The types of AI bias

Historical bias in training data: AI models learn from historical data that reflects historical discrimination. If historical lending data shows lower approval rates for certain demographic groups — not because those groups are less creditworthy but because they faced discriminatory lending practices — an AI trained on that data will learn to reproduce those patterns. The model is not explicitly discriminating; it is faithfully learning the patterns in the data. But those patterns encode historical injustice, and the model perpetuates it.

Representation bias: training datasets that underrepresent certain groups produce models that perform worse for those groups. Facial recognition systems trained primarily on light-skinned male faces perform significantly worse on dark-skinned female faces. Medical AI trained on datasets skewed toward particular demographics produces less accurate diagnoses for underrepresented groups. Representation bias is particularly acute for AI serving populations that have historically been excluded from research and data collection.

Proxy variable bias: AI models that do not explicitly use protected characteristics may use proxy variables that are correlated with those characteristics. Postcode can be a proxy for race in markets with residential segregation. Educational institution can be a proxy for socioeconomic background. Even without any intention to discriminate, a model that uses these variables will reproduce the disparate outcomes they proxy. Proxy variable bias is particularly difficult to detect because the model appears neutral — it is only by testing outcomes across demographic groups that the discrimination becomes visible.

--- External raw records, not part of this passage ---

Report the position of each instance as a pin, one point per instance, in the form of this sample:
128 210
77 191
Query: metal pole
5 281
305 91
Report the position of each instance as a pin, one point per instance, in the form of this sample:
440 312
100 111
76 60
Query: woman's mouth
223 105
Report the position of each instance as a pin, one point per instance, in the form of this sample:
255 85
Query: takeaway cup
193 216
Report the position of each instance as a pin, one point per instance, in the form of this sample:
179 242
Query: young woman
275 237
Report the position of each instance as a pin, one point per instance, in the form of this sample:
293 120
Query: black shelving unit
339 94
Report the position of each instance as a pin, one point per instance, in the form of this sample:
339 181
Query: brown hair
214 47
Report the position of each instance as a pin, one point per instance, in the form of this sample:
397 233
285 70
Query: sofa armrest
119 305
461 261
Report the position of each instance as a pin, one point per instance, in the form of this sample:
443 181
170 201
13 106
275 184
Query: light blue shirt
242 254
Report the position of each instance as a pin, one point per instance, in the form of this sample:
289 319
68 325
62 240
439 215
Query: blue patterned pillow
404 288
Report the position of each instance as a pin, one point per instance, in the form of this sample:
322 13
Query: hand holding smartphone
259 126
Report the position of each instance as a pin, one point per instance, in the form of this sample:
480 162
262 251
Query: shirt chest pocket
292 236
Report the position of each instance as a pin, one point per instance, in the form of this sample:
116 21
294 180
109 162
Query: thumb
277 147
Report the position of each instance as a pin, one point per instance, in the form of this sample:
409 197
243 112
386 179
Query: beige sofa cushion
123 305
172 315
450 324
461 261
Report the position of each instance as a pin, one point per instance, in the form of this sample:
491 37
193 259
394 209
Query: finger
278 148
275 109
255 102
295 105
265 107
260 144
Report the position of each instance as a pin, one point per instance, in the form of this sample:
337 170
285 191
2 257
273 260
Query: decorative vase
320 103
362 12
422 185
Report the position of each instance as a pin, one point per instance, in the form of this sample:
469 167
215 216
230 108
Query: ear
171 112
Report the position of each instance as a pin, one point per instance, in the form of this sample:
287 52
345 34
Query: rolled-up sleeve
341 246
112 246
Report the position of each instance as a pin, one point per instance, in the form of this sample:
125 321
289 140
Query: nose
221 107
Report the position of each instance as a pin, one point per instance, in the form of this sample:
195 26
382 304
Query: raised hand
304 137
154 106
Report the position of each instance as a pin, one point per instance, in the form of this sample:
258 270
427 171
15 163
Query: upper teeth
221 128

Feedback loop bias: AI systems that learn from their own outputs create feedback loops that can amplify initial biases. A recidivism prediction model that predicts high risk for certain groups influences parole decisions; the resulting incarceration confirms the prediction in subsequent training data; the model becomes more confident in its (biased) predictions. Feedback loop bias is particularly concerning for AI systems that continuously update from production data.

The fairness metric decision

Choosing a fairness metric is a values decision disguised as a technical decision. The most commonly used metrics: demographic parity (equal positive outcome rates across groups — equal loan approval rates regardless of demographic group); equalised odds (equal true positive and false positive rates across groups — equal probability of being correctly approved and incorrectly rejected); calibration (among people who receive a given score, equal probability of the outcome regardless of group — if 40% of low-risk individuals default, that should be true across groups). These metrics often cannot all be satisfied simultaneously — there are mathematical proofs showing that in most realistic scenarios, satisfying one fairness metric makes it impossible to satisfy another. The choice of which metric to optimise for is not a technical decision — it is a decision about which dimension of fairness the organisation prioritises.